Health and healing
The WCC's relationship with the World Health Organization (WHO) and other international organizations such as UNICEF and UNAIDS allows it to facilitate networking and advocacy on behalf of church-related health networks. By enabling them to participate in official WHO meetings, and channelling their input to the World Health Assembly, it provides a way for civil society to influence the global governance of resources for health for all.
By stimulating dialogue among faith-based networks and within civil society, it contributes to reflection on the theological basis of medical mission as well as to the development of new concepts of Christian health care.
While many organizations are working on HIV, this project focuses on enhancing the competency of churches and related networks to deal with HIV. In 2007, it is conducting regionally-based theological studies on HIV in two regions - sub-Saharan Africa and the Caribbean; and compiling, publishing and disseminating information on church action and lessons learned.
The project challenges churches to include persons living with HIV in their lives, develops mechanisms for measuring churches' competencies in dealing with HIV, and encourages churches to adapt the model of the Ecumenical HIV/AIDS Initiative in Africa (EHAIA) in their own regions.

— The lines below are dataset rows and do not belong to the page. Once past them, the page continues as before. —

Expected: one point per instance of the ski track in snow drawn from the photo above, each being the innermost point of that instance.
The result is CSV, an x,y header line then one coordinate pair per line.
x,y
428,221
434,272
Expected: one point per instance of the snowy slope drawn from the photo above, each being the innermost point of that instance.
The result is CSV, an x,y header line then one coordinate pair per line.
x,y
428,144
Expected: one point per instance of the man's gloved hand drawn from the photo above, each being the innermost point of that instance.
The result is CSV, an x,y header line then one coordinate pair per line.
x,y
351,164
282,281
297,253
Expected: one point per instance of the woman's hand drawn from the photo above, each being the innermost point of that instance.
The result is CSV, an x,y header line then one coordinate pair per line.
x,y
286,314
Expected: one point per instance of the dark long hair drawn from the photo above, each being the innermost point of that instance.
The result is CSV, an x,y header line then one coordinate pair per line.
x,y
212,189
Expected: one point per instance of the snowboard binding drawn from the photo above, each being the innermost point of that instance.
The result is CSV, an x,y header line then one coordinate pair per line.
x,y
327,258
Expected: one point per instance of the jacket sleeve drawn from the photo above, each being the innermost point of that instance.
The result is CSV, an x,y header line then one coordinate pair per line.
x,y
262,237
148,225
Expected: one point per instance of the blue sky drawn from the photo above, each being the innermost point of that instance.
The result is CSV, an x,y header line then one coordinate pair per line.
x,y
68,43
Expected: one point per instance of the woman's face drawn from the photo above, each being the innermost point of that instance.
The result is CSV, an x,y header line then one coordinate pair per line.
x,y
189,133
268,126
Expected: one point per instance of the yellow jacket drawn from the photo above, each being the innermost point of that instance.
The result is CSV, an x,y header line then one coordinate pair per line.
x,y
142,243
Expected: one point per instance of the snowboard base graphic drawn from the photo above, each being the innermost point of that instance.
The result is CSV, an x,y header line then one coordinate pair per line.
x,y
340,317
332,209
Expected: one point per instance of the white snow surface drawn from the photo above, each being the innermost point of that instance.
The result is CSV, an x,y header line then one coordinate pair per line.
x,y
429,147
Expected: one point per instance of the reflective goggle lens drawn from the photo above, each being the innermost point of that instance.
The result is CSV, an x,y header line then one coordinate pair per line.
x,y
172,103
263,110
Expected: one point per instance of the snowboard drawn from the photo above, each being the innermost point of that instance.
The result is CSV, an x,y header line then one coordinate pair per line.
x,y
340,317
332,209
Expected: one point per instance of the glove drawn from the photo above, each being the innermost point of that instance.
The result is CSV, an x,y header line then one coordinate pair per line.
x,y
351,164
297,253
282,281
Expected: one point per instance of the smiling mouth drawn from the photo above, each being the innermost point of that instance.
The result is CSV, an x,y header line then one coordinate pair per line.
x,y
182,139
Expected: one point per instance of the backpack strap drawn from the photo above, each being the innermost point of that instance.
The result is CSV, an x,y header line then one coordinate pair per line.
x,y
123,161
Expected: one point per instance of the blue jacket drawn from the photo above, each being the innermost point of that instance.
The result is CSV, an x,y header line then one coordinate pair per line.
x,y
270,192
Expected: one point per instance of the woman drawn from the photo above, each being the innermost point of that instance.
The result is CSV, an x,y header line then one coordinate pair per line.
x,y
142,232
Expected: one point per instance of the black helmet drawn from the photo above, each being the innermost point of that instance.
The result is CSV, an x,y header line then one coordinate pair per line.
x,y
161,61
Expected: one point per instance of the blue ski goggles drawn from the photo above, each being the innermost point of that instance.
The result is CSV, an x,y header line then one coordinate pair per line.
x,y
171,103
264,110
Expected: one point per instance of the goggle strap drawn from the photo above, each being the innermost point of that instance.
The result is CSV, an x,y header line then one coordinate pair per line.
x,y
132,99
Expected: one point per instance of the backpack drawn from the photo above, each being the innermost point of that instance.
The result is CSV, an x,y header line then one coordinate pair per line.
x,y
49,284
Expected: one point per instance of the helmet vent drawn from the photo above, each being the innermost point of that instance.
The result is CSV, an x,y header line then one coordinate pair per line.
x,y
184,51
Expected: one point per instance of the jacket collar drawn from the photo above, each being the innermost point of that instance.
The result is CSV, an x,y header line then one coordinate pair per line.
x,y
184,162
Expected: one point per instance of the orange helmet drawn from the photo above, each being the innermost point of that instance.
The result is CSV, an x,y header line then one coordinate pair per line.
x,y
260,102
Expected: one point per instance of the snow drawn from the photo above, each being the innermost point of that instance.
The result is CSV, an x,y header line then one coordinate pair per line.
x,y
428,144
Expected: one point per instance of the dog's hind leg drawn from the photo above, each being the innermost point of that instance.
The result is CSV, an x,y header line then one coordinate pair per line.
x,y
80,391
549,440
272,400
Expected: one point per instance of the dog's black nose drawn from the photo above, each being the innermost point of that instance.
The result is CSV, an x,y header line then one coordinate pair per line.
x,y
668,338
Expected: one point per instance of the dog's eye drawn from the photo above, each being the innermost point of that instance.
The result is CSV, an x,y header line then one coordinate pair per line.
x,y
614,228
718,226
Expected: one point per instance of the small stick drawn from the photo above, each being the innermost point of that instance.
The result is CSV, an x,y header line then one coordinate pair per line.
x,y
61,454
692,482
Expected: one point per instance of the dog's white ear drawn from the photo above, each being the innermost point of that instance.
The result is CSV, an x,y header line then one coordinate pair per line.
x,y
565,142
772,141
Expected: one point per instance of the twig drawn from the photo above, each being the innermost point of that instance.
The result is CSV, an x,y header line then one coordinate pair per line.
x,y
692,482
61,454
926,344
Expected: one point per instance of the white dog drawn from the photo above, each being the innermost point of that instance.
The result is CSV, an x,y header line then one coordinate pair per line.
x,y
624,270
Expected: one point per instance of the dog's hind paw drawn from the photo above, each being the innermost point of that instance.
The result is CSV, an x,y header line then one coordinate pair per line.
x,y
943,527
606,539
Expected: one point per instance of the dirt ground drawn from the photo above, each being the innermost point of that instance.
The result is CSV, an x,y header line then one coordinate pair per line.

The project partners with the WHO to equip faith communities to become more engaged in mental health issues (including addiction, suicide and depression), and to address the concerns facing those who care for people with mental health problems. An advisory group meeting, focal country studies and two regional consultations on mental health will help develop contextual resources and a toolkit for faith communities to engage with mental health.
With the help of ecumenical research institutes with experience in this area, the project is paving the way towards work on the "Healing of memories and reconciling communities". The idea is for churches and faith communities to become safe spaces where people can seek and grant forgiveness, thus promoting a culture of healing and reconciliation.
Using the Contact magazine, which is available in print and electronic format, and key annual events like World Health Day and World AIDS Day, the project acts as a channel for sharing key information from different facets of the healing ministry with a wide spectrum of stakeholders.